Social Functional Impairment. Brief Impairment Scale (BIS) [33–34] was used to evaluate the overall child and adolescent impairment, based on parents' vision. It consists of 23 items that include three areas: interpersonal relationship, school functioning, self-care, and self-fulfillment. Scores above 15.5 on the full scale are considered positive for overall functional impairment. Originally, the total scale's internal consistency varied between 0.81 and 0.88, and between 0.56 and 0.81 in the three subscales . Previous studies reported high convergent and concurrent validity for BIS . Adequate internal consistency was found (Cronbach's α = 0.72)

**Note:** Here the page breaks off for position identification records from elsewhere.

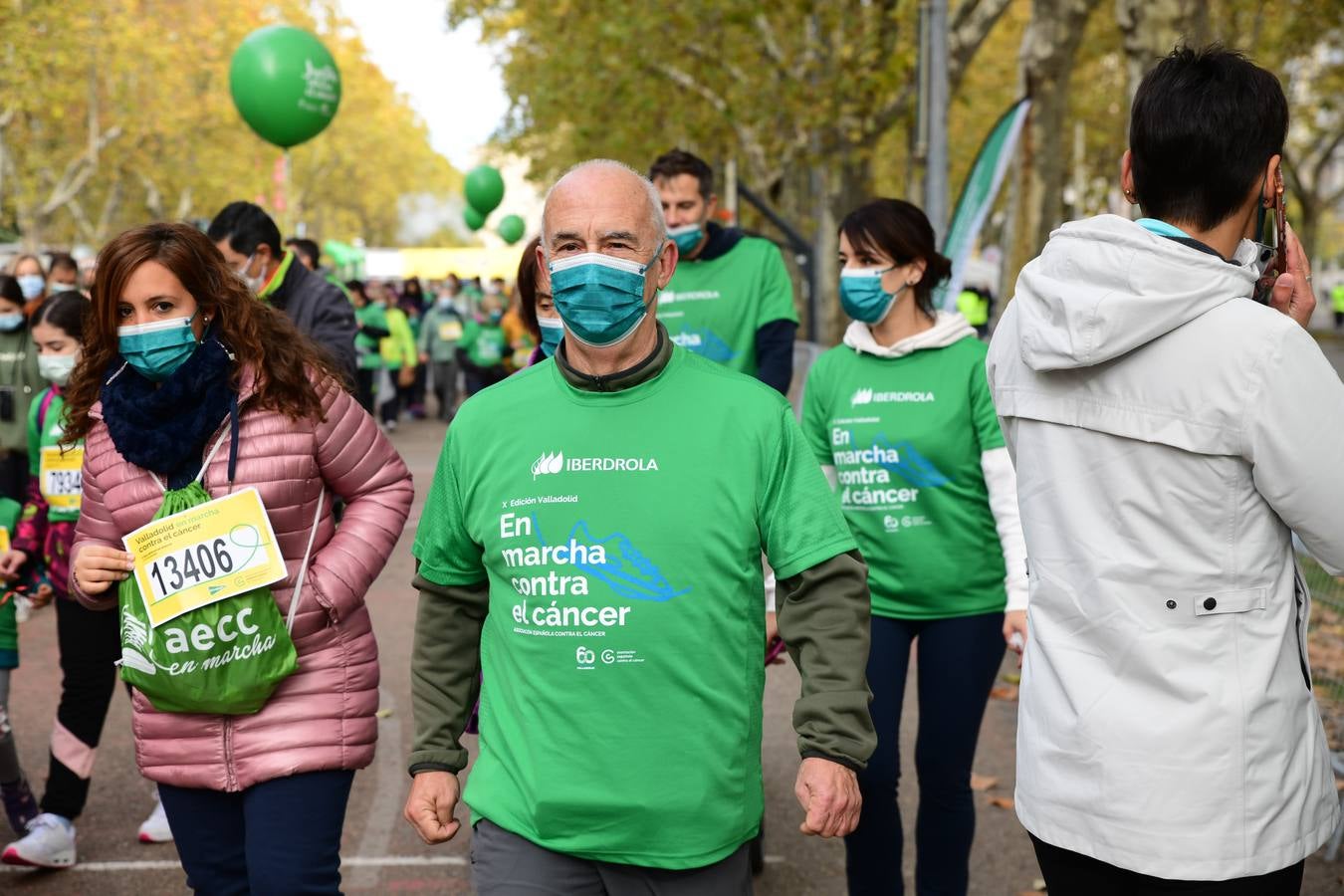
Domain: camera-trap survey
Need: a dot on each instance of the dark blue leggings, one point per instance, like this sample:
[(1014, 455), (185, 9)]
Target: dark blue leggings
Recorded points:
[(959, 660), (280, 837)]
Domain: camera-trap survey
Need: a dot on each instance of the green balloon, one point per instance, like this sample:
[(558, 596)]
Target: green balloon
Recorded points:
[(513, 229), (285, 85), (484, 188)]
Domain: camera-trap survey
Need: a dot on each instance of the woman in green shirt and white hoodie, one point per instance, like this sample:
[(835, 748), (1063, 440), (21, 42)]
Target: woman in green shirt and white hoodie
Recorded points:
[(901, 419)]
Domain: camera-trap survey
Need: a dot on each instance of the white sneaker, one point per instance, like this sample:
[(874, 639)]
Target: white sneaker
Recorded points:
[(156, 830), (50, 842)]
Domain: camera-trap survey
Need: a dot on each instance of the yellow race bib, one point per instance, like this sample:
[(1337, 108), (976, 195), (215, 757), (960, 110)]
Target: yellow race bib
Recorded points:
[(60, 477), (204, 554)]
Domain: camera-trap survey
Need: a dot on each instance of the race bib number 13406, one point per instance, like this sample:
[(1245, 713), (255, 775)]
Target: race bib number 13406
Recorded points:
[(204, 554)]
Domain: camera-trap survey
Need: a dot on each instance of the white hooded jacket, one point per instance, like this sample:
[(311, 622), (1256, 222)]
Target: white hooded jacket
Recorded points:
[(1168, 435)]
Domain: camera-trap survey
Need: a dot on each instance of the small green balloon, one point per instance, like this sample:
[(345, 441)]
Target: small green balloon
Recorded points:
[(484, 188), (285, 85), (511, 229)]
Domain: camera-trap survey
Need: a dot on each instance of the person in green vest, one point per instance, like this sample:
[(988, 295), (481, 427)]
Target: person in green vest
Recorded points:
[(399, 357), (590, 546), (20, 806), (483, 346), (974, 304), (732, 299), (371, 319), (901, 419), (19, 383), (441, 331)]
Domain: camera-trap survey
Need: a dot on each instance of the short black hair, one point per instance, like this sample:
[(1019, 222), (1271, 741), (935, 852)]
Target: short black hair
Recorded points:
[(10, 291), (62, 261), (679, 161), (902, 233), (1203, 126), (246, 227), (306, 247)]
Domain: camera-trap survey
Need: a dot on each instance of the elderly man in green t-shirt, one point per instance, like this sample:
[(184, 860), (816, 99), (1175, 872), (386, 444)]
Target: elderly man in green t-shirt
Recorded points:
[(590, 547)]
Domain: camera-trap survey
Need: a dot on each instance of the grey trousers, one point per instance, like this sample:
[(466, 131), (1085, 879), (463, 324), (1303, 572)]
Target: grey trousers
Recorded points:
[(504, 864)]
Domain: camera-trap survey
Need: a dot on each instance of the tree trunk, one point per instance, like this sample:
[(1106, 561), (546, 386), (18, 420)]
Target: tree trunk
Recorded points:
[(1152, 29), (1047, 58)]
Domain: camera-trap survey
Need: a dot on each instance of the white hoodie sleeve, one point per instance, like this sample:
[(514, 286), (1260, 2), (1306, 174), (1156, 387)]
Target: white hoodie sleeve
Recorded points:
[(1002, 483), (1294, 441)]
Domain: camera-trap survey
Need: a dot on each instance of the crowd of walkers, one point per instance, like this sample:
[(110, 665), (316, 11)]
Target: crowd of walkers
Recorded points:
[(628, 520)]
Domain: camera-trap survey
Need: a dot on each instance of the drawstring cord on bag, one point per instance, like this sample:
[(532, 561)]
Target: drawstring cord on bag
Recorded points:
[(303, 569), (231, 434)]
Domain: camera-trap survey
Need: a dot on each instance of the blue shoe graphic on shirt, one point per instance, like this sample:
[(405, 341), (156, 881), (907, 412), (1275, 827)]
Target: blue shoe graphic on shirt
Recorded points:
[(914, 468), (626, 569)]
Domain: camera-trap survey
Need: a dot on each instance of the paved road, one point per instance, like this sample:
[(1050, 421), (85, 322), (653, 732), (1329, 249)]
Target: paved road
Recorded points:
[(383, 856)]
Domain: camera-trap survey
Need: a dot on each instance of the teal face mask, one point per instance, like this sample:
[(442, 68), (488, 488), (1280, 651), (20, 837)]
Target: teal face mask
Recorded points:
[(553, 331), (686, 237), (599, 297), (862, 295), (157, 349)]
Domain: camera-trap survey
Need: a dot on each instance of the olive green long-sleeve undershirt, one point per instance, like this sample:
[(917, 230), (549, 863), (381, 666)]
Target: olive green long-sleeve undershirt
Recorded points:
[(822, 618)]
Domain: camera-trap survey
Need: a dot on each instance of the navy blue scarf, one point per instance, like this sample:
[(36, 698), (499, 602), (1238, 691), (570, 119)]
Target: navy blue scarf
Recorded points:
[(164, 429)]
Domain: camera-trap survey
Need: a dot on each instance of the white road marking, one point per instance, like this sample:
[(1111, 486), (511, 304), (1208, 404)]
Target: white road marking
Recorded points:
[(353, 861)]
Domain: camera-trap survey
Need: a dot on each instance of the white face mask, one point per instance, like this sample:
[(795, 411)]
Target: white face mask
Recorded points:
[(56, 368), (254, 284)]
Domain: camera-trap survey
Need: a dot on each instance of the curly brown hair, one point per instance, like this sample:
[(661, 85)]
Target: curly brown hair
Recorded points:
[(289, 369)]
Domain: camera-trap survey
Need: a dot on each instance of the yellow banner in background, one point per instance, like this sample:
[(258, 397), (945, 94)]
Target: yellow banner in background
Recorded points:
[(479, 261), (206, 554)]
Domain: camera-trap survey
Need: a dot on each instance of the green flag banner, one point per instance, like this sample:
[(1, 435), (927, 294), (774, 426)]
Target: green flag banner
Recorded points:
[(978, 198)]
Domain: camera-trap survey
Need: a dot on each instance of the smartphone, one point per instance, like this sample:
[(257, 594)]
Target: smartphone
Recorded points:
[(1274, 242)]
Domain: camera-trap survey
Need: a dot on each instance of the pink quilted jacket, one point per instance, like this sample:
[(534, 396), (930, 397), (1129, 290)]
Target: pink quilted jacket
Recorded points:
[(323, 716)]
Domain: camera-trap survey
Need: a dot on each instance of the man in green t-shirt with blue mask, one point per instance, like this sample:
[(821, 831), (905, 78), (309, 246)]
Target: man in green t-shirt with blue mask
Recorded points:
[(590, 549), (732, 299)]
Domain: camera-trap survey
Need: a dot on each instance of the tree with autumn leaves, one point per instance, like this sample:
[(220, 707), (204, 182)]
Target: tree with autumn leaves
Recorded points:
[(814, 103), (117, 113)]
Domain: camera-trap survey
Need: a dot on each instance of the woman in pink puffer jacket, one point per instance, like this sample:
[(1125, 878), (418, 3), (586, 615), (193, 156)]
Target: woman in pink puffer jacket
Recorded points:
[(256, 802)]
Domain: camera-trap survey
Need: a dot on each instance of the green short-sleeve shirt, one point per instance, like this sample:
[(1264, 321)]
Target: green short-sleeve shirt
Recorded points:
[(905, 437), (714, 308), (621, 538)]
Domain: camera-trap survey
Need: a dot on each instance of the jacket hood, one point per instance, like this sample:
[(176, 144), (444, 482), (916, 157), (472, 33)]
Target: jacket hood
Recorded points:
[(948, 328), (1104, 287)]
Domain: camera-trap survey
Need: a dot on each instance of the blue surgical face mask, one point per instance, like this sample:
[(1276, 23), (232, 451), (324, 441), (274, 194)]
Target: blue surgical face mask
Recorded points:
[(862, 295), (553, 331), (686, 237), (31, 285), (599, 297), (157, 349), (57, 368)]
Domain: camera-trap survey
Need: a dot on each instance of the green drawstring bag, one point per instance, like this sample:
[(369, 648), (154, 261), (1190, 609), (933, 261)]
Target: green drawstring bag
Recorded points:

Resilience. The Resilience Scale developed by Wagnild and Young scale [35–37] was used to evaluate positive psychosocial adaptation levels to adverse life events. It has 25 items, and good psychometric indexes have been obtained for a teenage sample. Adolescents whose items sum was below one deviation from the mean are considered not resilient (73.0 ± 13.0). Adequate internal consistency was found (Cronbach's α = 0.78).
Post-Traumatic Stress Disorder diagnostic. The UCLA - University of California at Los Angeles Post-Traumatic Stress Disorder Reaction Index for DSM-IV for adolescents was used [38–40]. The instrument is divided into three parts: (1) 14 items to assess traumatic life events. The item regarding earthquake was replaced by landslide to adapt to the Brazilian context; (2) 13 items to assess subjective characteristics of exposure to trauma; and (3) 22 items that provide an assessment of PTSD symptoms during the last month. Response options on the Likert scale are: never, rarely, sometimes, often, most of the time, with scores ranging from 0 to 4. The items evaluate the presence of intrusive memories, persistent avoidance, and persistent symptoms of increased excitability (distributed among B, C, and D criteria). They are evaluated by the severity criterion resulting from the sum of 17 items that meet the DSM-IV criteria (reaching a score of 38 or higher configures PTSD), proven by the sensitivity and specificity achieved according to Steinberg et al. [38–39]. This instrument was submitted to the cross-cultural adaptation process for the Brazilian adolescent population , with α = 0.866 for the items that compose the severity score (criteria B, C, and D) and significant correlations with the depression scale  (Spearman's rho = 0.405, p < 0.001). Good internal consistency was showed (Cronbach's α = 0.89).